И вот Никон внезапно возвращается в Москву. В Успенском соборе идет заутреня с 17 на 18 декабря 1665 года. В 3 часа ночи распахнулась дверь и с шумом является толпа монахов во главе с Никоном. Впереди несут патриарший крест. Никон властной рукой берет посох св. Петра, занимает патриаршее место, и пришедшие с ним монахи поют с видом победителей. Все присутствовавшие в церкви остолбенели. Гордая патриаршая осанка действует на всех по-прежнему. Когда Никон возгласил призыв духовенства к благословению, все стали почтительно и робко подходить к его руке.
Если бы не «крамольные слова» в письмах Никона, подрывающие основы существующего строя, царь, может быть, и обрадовался бы мирному завершению распри, тем более что не так давно Никон писал царю: «Пришли мы к кротости и смирению, неся с собой мир». Но царь испуган. Что-то уже сломалось в его бесхарактерной и дряблой душе, исправить это не в силах даже присутствие Никона. Он посылает бояр, которые от его имени корят патриарха за самовольное возвращение и заявляют: «Уезжай туда, откуда приехал!»
Никон потрясен. Как? Он, патриарх, сделал первый шаг, и вот, вместо того чтобы оценить это, царь гонит его. Ни одной минуты не останется он более среди нечестивцев!
«Отрясаю прах от ног моих!» — гневно возглашает он, потрясая посохом св. Петра.
«Да разметет вас Господь божественной метлой своей!» — возглашает, покидая Москву, Никон, указывая на горевшую в это время на небе, смущавшую умы, похожую на метлу комету.
Никон уезжает к себе, в Воскресенское, в монастырь.

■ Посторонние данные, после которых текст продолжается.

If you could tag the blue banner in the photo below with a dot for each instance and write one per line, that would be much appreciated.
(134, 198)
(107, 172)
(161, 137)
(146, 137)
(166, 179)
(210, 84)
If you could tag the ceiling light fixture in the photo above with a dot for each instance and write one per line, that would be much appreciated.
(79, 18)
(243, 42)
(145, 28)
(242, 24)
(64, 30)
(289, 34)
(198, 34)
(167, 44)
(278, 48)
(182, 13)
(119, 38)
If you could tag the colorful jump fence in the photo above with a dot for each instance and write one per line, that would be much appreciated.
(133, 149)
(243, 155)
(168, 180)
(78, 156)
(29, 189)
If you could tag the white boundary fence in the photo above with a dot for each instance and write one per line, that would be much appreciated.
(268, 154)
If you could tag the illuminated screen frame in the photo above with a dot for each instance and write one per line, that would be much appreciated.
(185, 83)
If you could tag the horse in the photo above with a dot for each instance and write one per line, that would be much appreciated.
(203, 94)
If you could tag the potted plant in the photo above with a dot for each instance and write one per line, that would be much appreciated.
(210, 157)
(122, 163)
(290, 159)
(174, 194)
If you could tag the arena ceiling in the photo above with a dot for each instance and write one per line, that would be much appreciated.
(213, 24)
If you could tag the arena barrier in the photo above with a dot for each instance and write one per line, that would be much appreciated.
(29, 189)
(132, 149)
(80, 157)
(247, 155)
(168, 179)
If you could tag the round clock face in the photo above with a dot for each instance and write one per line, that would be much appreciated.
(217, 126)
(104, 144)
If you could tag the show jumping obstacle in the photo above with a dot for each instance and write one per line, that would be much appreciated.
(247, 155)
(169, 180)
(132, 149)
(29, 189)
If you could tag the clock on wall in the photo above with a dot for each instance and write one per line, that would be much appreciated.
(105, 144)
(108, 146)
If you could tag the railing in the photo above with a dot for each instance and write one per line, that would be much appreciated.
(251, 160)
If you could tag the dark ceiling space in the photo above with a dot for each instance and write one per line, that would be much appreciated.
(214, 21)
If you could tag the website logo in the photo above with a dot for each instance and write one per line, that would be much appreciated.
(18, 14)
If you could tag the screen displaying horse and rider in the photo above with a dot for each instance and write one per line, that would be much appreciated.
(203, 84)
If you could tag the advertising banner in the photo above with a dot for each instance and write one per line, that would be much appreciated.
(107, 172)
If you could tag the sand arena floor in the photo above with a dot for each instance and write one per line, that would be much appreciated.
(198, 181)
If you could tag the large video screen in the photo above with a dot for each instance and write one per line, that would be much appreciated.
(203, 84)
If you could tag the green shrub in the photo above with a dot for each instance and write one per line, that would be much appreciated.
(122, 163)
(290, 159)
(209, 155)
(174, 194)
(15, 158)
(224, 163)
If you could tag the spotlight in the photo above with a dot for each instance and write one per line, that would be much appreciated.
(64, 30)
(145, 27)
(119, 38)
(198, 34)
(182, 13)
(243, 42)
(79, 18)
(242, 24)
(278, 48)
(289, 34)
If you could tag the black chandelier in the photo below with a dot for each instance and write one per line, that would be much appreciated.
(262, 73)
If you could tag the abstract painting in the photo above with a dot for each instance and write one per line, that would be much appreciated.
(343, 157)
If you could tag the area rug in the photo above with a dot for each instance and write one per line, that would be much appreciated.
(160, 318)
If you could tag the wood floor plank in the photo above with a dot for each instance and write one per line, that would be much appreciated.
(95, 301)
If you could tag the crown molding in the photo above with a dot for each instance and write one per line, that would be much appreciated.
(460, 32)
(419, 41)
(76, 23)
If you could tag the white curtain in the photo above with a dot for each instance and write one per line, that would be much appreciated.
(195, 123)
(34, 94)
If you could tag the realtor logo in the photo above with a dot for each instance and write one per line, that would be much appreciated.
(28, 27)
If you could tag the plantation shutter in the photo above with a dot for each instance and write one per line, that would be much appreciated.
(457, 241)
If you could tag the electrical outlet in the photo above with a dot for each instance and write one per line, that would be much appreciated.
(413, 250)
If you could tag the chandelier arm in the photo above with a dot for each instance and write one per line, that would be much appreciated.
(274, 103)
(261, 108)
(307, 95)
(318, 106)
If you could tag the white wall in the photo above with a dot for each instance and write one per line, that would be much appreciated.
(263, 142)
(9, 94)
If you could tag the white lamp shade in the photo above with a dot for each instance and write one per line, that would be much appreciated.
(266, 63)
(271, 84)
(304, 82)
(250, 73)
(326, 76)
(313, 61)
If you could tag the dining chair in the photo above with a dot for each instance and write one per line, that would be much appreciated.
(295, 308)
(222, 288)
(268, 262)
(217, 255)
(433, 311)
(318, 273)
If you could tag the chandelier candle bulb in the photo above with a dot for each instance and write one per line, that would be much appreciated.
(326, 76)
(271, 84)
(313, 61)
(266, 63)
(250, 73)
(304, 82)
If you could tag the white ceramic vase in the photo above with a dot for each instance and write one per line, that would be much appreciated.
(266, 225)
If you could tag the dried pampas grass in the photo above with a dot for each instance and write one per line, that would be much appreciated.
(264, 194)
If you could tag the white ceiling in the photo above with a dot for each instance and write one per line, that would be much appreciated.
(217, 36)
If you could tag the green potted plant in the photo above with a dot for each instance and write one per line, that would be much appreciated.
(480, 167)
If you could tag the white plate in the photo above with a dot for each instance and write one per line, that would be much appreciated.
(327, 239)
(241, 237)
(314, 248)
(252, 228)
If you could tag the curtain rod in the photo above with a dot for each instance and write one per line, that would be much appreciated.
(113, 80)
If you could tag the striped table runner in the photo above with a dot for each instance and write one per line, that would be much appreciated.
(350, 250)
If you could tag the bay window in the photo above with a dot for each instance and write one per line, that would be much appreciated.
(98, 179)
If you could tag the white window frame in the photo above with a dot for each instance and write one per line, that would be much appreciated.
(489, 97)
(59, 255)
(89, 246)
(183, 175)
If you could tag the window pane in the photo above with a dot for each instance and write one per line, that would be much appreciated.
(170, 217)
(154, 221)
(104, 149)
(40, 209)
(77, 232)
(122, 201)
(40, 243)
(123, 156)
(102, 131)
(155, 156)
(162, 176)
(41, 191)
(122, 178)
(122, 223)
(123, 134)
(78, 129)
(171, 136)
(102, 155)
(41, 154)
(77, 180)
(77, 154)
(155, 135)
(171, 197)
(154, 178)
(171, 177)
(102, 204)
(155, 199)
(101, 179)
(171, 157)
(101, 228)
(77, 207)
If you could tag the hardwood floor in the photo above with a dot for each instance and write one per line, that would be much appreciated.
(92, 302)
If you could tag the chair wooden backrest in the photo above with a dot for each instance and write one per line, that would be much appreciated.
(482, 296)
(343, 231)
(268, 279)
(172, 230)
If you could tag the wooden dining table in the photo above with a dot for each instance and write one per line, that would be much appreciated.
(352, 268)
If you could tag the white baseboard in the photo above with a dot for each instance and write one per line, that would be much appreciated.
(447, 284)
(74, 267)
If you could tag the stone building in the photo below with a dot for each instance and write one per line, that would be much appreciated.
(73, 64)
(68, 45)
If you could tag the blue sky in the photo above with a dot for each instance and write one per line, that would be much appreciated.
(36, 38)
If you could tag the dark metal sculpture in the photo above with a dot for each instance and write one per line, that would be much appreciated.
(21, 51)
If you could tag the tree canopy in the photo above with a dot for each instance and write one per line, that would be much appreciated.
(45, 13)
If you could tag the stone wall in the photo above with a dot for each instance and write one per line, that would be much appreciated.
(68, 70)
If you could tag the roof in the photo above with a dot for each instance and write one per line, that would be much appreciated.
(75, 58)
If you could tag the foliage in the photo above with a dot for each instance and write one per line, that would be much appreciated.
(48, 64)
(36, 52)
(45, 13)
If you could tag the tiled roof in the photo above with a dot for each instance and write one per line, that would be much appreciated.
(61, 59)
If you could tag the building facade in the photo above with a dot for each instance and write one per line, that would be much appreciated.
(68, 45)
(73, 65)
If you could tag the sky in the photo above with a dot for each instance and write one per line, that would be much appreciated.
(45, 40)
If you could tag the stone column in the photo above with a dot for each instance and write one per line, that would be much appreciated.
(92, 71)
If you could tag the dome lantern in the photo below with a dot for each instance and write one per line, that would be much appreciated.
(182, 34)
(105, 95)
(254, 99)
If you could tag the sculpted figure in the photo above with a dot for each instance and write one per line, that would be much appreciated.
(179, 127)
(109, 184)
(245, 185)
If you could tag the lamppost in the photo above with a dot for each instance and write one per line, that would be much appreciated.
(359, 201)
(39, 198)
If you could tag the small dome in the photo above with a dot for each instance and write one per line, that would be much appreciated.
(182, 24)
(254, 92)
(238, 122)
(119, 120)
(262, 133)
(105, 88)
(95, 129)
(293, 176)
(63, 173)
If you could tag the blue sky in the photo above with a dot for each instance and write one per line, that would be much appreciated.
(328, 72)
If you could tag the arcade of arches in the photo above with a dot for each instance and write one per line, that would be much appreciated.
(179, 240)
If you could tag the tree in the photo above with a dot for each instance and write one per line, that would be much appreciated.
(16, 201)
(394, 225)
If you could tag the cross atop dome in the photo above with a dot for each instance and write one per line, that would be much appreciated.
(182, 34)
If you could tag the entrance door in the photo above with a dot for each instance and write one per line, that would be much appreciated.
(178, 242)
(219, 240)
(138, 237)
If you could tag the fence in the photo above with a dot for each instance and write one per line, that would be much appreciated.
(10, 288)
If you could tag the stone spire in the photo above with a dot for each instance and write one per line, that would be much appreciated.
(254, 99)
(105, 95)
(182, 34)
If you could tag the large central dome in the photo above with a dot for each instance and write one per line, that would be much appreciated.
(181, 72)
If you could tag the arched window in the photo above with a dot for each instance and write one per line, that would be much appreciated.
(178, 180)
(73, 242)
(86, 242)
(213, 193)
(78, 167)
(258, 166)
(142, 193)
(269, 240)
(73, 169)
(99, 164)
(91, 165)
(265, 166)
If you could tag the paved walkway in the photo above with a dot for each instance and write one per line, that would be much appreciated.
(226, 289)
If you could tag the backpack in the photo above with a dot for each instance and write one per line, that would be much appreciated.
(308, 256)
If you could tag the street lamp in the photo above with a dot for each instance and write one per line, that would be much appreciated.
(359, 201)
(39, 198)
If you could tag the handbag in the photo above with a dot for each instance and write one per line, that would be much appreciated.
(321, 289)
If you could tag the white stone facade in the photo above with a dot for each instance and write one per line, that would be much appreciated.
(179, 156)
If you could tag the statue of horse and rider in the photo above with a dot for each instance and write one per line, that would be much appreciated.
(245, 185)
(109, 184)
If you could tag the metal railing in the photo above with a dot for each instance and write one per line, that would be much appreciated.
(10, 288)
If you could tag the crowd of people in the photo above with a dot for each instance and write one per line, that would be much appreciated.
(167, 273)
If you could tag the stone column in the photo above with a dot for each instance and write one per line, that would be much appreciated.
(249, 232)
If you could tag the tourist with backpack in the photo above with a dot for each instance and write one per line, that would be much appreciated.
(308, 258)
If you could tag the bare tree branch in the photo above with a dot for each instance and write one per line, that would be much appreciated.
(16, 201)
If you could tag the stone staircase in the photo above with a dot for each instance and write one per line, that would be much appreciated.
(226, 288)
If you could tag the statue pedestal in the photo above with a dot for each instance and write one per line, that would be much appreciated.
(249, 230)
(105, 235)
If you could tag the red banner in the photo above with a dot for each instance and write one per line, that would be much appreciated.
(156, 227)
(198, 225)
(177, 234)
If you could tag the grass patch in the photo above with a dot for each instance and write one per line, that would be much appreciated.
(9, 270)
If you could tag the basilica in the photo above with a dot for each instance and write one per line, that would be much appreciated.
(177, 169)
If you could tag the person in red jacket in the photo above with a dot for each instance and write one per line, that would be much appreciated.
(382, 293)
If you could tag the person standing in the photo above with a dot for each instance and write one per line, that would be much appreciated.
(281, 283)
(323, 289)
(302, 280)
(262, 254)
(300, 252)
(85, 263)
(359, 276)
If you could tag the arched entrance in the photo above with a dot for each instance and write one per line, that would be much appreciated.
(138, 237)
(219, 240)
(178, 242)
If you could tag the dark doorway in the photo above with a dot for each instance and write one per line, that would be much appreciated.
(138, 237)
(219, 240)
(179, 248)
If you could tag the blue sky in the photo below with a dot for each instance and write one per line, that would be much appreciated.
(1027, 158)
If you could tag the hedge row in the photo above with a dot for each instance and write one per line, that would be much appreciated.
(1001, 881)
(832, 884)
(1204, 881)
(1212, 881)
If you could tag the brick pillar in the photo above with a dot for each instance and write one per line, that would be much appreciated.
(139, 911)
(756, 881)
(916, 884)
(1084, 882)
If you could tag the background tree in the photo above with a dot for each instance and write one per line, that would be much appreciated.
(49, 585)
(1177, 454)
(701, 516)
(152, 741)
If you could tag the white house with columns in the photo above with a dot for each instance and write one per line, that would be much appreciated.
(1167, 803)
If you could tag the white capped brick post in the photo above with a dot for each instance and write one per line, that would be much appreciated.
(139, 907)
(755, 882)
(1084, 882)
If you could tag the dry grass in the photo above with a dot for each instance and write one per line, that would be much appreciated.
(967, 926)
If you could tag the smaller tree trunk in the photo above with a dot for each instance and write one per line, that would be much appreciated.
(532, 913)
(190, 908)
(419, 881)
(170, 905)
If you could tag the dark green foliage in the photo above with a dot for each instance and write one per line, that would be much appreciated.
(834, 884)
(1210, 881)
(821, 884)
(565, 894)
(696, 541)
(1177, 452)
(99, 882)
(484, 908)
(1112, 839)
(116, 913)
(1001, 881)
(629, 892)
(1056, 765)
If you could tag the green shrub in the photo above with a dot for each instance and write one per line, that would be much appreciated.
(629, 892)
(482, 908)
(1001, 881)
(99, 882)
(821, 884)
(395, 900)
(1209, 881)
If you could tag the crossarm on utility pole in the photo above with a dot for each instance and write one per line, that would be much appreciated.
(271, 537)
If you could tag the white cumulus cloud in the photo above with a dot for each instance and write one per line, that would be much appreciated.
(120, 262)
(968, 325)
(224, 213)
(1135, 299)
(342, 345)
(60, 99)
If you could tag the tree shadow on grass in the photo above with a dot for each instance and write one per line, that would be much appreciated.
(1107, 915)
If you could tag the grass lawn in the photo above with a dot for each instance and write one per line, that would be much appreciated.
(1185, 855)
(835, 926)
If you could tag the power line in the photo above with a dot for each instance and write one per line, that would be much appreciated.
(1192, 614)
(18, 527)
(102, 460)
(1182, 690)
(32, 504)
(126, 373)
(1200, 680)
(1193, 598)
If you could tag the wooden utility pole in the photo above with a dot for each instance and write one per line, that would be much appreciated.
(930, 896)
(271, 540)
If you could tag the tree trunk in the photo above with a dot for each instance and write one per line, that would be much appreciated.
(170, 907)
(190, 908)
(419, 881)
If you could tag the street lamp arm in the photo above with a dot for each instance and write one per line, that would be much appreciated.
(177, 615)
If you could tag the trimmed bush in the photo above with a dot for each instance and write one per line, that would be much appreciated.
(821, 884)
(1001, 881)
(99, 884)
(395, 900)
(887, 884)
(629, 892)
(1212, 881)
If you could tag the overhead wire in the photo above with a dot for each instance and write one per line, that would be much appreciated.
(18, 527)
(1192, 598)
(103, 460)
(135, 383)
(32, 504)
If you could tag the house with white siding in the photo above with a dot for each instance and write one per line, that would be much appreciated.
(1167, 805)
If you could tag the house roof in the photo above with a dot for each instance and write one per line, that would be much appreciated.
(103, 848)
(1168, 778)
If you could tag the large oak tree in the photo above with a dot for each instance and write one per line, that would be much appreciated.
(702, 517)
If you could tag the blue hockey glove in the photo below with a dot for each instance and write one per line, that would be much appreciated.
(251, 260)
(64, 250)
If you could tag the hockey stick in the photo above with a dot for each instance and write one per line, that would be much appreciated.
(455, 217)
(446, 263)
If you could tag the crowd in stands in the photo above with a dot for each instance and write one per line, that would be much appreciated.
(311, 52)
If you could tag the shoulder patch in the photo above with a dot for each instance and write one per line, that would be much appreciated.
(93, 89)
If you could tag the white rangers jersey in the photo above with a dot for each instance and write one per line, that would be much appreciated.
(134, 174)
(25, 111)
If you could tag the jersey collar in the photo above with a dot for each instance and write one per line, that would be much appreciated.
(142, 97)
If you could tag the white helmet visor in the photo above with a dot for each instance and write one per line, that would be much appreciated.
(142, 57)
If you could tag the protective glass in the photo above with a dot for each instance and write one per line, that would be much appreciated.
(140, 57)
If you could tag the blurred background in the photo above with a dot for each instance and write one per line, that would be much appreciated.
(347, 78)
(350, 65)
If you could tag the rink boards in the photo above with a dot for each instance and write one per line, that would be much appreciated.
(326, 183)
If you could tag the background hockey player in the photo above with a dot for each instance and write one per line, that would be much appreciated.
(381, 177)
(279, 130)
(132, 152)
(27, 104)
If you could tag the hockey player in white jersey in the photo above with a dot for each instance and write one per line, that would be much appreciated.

Народ смущен его гневными проклятиями. Но при дворе он уже никому не страшен. В пути его догоняют, по приказу царя силой отбирают посох св. Петра, подвергают допросу. Он называет имя Зюзина, призвавшего его в Москву. Зюзина после лютых пыток ссылают в Казань.
Только теперь, с этого момента, окончательная опала Никона начинает губить и само его дело. Ревнители старины на время поднимают головы, становятся смелее. Сосланного было Аввакума возвращают из Сибири в Москву. Впрочем, вскоре новый собор духовенства, состоявшийся в 1666 году, снова меняет линию поведения, и преследование староверов возобновляется с новой силой. Того же Аввакума лишают сана и ссылают, последователям старой веры, стоящим за двуперстие, не только режут языки, но жгут их на кострах.
Никон снова пытается отослать царю длинное и резкое письмо, но до царя оно не доходит. Перехватившие его бояре в восторге: незаменимый материал для суда!
Духовный собор, созванный для суда над Никоном, обставлен исключительно серьезно и торжественно. Никогда еще не бывало такого собора в Москве. Десять митрополитов, два восточных патриарха — Антиохийский и Александрийский — возглавляют собор. Никона привезли ночью, соблюдая тайну. «Не задавить ли меня, как митрополита Филиппа, собираетесь?» — насмешливо спрашивал у приставленной к нему стражи Никон.
Суд над патриархом был представлен как тяжба его с государем. Для всех членов собора было ясно, что оправдать Никона — значит обвинить царя. Приговор предрешен.
Никон остается верен себе. Он входит в зал суда с поднесением креста и добивается этим того, что все члены собора и сам царь вынуждены встать при его входе. Ни на минуту не желает он считаться с тем, что он подсудимый. Он — патриарх! Ему указывают место рядом с архиереями, участниками собора, но это указание он считает оскорблением для себя. Если для него не приготовили особенно почетного места, он вообще не сядет. Восемь часов подряд, все время заседания, стоит он во весь рост, опершись на свой посох.
На обвинения он отвечает обвинениями. Он не желает и пытаться примириться с государем. Полным голосом, резко и зло, высказывает он всю горечь обиды, какая накопилась у него на душе. Резко и грубо обрывает он и членов собора, своих судей. Он ушел лишь от гнева государева, а патриаршества он не оставлял, это ложь.
Ему предъявляют письмо, адресованное им царю, но не дошедшее до него. Царь жалуется на обидные выражения в этом письме, но Никон от ответа отказывается: он писал тайно, и не его вина, что написанное сделалось явным.
Приговор предрешен. Никон объявлен лишенным не только патриаршества, но и священства. В монастырской церкви совершается обряд снятия сана.
— Почему обряд сей совершаете вы тайно, как воры? — спрашивает Никон. — Звали вы меня в патриархи при всем народе, отчего теперь в уголке спрятались?
Восточные патриархи, которым поручено снять с него клобук и панагию, не отвечают. Они продолжают свое дело, безмолвствуя.